# Get the Classic 24 or the Compact 24? $300 difference



## barney (Nov 21, 2017)

I'm trying to suss out the differences in these two models. As far as I can tell the only difference is the Compact has a light and the gear warranty is 5 years instead of three. 

Can anyone enlighten me to any qualitative differences between these two models?

I'd really appreciate it.

Barney


----------



## tdipaul (Jul 11, 2015)

Engine size and tires is all I can see...


https://www.ariens.com/en-us/snow-products/snow-blowers/classic


https://www.ariens.com/en-us/snow-products/snow-blowers/compact


----------



## barney (Nov 21, 2017)

Hi, thanks. But I'm seeing the same 208 cc engine for both these models. I'll check your links though.

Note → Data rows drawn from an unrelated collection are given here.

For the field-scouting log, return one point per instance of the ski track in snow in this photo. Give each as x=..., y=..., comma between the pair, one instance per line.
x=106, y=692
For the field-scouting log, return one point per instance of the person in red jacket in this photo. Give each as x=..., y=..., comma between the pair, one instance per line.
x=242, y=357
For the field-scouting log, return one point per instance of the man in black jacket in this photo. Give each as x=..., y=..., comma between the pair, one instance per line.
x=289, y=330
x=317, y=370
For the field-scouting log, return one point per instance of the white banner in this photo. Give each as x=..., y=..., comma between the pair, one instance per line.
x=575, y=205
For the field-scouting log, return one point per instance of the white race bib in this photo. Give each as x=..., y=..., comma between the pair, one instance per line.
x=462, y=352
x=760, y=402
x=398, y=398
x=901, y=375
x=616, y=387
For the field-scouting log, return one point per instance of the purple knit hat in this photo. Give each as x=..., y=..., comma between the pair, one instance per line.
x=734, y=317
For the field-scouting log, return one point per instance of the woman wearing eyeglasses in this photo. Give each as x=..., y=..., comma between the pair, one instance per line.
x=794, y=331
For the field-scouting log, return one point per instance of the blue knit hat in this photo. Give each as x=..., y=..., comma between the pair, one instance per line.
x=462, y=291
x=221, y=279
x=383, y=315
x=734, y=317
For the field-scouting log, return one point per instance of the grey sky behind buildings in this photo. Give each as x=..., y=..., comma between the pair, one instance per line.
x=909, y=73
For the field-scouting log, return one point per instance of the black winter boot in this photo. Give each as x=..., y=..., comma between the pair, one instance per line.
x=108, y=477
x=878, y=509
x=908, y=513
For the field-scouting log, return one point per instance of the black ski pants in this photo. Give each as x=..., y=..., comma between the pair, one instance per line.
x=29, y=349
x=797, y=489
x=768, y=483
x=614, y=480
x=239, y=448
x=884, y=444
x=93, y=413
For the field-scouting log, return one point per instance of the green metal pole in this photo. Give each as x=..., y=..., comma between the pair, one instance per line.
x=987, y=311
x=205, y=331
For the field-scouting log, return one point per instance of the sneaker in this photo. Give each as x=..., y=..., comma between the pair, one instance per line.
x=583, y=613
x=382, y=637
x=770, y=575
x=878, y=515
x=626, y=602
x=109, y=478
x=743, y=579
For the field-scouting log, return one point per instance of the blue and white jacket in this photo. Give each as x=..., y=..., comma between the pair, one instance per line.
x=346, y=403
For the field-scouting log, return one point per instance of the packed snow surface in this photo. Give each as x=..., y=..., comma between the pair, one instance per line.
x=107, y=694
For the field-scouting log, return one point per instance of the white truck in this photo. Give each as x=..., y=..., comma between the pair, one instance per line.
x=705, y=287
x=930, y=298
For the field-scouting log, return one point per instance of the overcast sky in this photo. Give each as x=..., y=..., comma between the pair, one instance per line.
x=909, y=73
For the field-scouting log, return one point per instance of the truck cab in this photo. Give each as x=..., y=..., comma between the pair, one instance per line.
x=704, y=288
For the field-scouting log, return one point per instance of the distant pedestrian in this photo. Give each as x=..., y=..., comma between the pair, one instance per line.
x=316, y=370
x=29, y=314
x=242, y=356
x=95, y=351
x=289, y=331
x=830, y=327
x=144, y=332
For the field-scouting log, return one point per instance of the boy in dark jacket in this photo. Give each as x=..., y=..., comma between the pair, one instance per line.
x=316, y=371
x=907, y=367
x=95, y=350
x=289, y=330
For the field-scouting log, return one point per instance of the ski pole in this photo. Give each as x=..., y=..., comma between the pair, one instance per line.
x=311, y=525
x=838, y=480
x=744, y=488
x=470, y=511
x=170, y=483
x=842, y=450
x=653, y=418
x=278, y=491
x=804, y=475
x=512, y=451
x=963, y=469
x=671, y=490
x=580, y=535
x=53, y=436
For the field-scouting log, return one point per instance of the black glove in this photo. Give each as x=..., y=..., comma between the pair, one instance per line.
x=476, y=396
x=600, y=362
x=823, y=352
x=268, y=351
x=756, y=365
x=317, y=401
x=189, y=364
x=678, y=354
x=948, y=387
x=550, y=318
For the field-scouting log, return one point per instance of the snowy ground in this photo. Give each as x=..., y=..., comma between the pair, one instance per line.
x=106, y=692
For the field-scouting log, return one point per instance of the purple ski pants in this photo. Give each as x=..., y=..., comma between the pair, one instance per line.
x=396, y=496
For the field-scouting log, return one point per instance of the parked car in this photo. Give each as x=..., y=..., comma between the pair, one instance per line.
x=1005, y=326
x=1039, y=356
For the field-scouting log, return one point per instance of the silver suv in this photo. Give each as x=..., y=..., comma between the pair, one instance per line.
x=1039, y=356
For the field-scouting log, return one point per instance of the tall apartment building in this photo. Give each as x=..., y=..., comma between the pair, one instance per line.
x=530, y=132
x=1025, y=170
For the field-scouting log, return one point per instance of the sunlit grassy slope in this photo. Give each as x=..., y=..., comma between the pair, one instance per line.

edit: yes, you are right. Though the 'Compact 24' offered by Home Depot Canada is listed as a 208 cc. Maybe last year's model.


----------



## sscotsman (Dec 8, 2010)

Three differences:

*Compact 24*
Bigger engine.
Bigger tires.
A headlight.

*Classic 24*
Smaller engine.
smaller tires.
No headlight.

https://www.ariens.com/downloads/Spec_Classic.pdf

https://www.ariens.com/downloads/Spec_Compact.pdf










The differences in the engine and tires probably arent noticable..
IMO, the headlight is the only practical difference..
If you will often be snowblowing at night, get the Compact..
If you never snowblow at night, I would say get which ever is cheaper.

Scot


----------



## Peter Venkman (Nov 1, 2017)

I was in the same boat then you a month ago. I was looking at the classic 24.

I ended up with the Deluxe 24 Used in really good condition ( the person was moving and used it 6 or 7 times ) 

it looked brand new and i paid 1150,00 $ Canadian Dollars for it ( no taxes )

A classic 24 in canada is 1200,00 plus taxes total : 1380,00 $ 

The guy told me he never changed the oil, so it's the first thing i did, and it was still looking like new oil inside. I changed the skids to teflon ones, and the metal ones that were on were barely scratched. There was still orange paint under them.

I really think people should spend a bit more time looking at used ones. It's a nice way to upgrade and having no regrets. And you don't need to be a genius to tell if it's in good condition or not.


----------



## billy (Feb 11, 2011)

sscotsman said:


> Three differences:
> 
> *Compact 24*
> Bigger engine.
> ...




I went from a SnoTek 24 with 13inch in tires (basically identical to the Classic) to a Deluxe 24 with 15 inch tires. The most noticeable difference was not the engine, augers or headlight. To me the tire size made the biggest and most appreciable difference. Not sure if it is worth $300 in the posters case though............


----------